As well as cutting costs by not sending catalogs to unresponsive customers, the new technique is helping the retailer reallocate funds to more effective online marketing channels like e-mails and display ads. “We’ve seen our ability to target with the catalog improve using these techniques on a scale that we haven’t seen with any sort of small technical improvement,” says Mohan Namboodiri, vice president of customer analytics for Williams-Sonoma. “This is a qualitative improvement in our ability to target the right type of customer with the right type of messaging, and it’s not something that we’ve had available up to now.”

The retailer uses marketing algorithms first developed by UpStream that are based on medical research data-crunching techniques that analyze the efficacy of various treatments over time for a single patient. In retail, that corresponds to analyzing the efficacy of multiple marketing campaigns over time for a single customer. As doctors ask which factors in a patient’s lifetime led to heart disease, for example, marketers might ask which factors in a customer’s lifetime led to a sale.

“The light bulb moment was that this is data that is changing all the time,” says UpStream’s CEO John Wallace. “It turns out the statisticians who have spent careers on that are medical researchers.” The only difference in applying the methodology to retail was a matter of scale—medical research analyzes 250,000 to 500,000 pieces of data about a patient, he says, but marketing takes millions of pieces per customer.
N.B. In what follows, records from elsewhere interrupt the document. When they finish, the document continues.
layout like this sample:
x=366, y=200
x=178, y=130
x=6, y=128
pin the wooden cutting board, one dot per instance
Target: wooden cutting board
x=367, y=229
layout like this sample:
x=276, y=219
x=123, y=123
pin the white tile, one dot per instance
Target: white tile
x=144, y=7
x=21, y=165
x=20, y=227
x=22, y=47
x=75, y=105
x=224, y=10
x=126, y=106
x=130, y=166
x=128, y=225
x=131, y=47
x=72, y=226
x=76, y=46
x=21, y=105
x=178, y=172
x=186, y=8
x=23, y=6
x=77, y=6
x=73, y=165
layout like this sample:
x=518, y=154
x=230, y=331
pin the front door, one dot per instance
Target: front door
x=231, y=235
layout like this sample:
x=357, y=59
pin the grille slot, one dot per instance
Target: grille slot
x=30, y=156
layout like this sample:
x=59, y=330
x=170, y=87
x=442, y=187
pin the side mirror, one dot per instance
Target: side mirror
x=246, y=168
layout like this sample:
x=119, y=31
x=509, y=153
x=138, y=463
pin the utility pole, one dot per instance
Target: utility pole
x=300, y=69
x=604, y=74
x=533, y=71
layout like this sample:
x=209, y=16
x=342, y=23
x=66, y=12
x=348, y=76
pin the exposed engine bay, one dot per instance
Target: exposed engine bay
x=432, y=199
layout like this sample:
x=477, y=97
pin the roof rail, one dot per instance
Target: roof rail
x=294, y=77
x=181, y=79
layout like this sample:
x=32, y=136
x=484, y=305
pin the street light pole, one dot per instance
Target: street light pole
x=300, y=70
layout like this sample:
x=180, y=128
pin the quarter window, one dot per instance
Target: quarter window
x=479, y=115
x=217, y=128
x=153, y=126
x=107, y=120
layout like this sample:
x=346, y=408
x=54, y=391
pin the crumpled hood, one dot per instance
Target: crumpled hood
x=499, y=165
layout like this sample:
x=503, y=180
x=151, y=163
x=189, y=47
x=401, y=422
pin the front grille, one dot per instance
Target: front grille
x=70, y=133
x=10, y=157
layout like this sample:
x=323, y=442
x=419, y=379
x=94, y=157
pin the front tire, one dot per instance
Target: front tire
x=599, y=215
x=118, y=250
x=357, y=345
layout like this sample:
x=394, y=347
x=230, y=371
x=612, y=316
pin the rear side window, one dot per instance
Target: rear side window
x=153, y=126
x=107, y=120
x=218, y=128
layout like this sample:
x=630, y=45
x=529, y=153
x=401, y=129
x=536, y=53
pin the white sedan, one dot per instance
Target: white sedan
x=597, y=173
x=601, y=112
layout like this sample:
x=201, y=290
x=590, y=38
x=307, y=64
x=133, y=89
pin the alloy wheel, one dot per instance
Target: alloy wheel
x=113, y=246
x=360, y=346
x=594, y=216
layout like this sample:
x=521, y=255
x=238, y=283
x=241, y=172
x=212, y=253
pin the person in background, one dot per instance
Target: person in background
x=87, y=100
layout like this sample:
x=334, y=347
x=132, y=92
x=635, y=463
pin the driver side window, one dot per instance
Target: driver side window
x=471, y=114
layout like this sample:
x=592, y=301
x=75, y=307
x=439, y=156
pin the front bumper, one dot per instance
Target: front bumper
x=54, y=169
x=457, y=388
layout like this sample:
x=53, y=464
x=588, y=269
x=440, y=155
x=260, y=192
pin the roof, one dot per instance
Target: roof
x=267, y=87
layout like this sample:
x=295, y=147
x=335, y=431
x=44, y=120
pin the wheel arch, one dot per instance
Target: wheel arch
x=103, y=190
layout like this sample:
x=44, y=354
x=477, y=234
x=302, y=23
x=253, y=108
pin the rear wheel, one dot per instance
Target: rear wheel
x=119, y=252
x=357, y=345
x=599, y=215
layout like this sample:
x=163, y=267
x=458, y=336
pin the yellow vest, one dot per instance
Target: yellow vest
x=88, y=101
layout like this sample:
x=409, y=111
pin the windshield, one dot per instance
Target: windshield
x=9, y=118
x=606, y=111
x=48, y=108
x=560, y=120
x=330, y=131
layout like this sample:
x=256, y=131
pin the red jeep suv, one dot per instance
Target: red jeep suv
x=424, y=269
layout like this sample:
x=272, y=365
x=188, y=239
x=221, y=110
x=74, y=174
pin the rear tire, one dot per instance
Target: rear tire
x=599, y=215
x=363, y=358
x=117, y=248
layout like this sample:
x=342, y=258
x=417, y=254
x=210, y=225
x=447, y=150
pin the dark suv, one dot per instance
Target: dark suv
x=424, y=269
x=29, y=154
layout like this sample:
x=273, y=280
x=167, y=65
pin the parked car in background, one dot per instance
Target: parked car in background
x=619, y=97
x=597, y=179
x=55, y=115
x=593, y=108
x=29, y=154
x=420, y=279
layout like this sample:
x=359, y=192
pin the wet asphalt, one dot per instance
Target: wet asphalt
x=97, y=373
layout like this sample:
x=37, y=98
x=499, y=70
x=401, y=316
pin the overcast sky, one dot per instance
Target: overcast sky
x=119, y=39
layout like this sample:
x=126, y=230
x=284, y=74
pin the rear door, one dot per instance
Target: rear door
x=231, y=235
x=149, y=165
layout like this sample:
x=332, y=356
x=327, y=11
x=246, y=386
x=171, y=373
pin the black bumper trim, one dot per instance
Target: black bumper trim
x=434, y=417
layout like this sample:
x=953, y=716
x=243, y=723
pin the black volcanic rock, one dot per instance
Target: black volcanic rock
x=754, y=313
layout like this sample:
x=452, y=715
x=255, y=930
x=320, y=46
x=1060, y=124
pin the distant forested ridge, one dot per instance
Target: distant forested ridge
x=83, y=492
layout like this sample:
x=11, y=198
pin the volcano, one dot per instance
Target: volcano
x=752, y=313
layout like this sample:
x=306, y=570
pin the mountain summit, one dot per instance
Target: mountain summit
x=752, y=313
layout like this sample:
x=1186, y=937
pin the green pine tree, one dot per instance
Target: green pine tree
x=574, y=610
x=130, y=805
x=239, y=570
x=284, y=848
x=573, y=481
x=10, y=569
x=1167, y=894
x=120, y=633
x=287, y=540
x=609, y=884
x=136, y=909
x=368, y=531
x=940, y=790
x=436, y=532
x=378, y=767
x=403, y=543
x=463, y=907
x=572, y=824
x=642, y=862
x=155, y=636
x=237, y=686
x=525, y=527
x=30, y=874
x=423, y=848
For that, UpStream partners with another vendor, Revolution Analytics, which provides the scaling algorithms.

“We’re fortunate that the underlying technology is in place,” Wallace adds. “Two years ago we wouldn’t have been able to do this, it would have blown out most people’s [data capacities] to try and do this at the customer level.”

UpStream and Williams-Sonoma are making strides in not only determining the effect of specific marketing campaigns on individual customers, but creating customized “prescriptions” for how to feed individual shoppers messages and to reallocate portions of the retailer’s marketing budget accordingly. “You can determine who to pull into or out of the mail stream depending on their sensitivity to catalog marketing,”Namboodiri says. Then Williams-Sonoma can target those customers with online marketing campaigns instead.

The testing is still underway and Williams-Sonoma is not disclosing results, although  Namboodiri says they are encouraging. The next task will be working to optimize marketing spend on a customer basis. “It’s very important that we’re not just talking at a high level about investment, but that we are applying the new insights directly into channels and trying to drive revenue,” he says.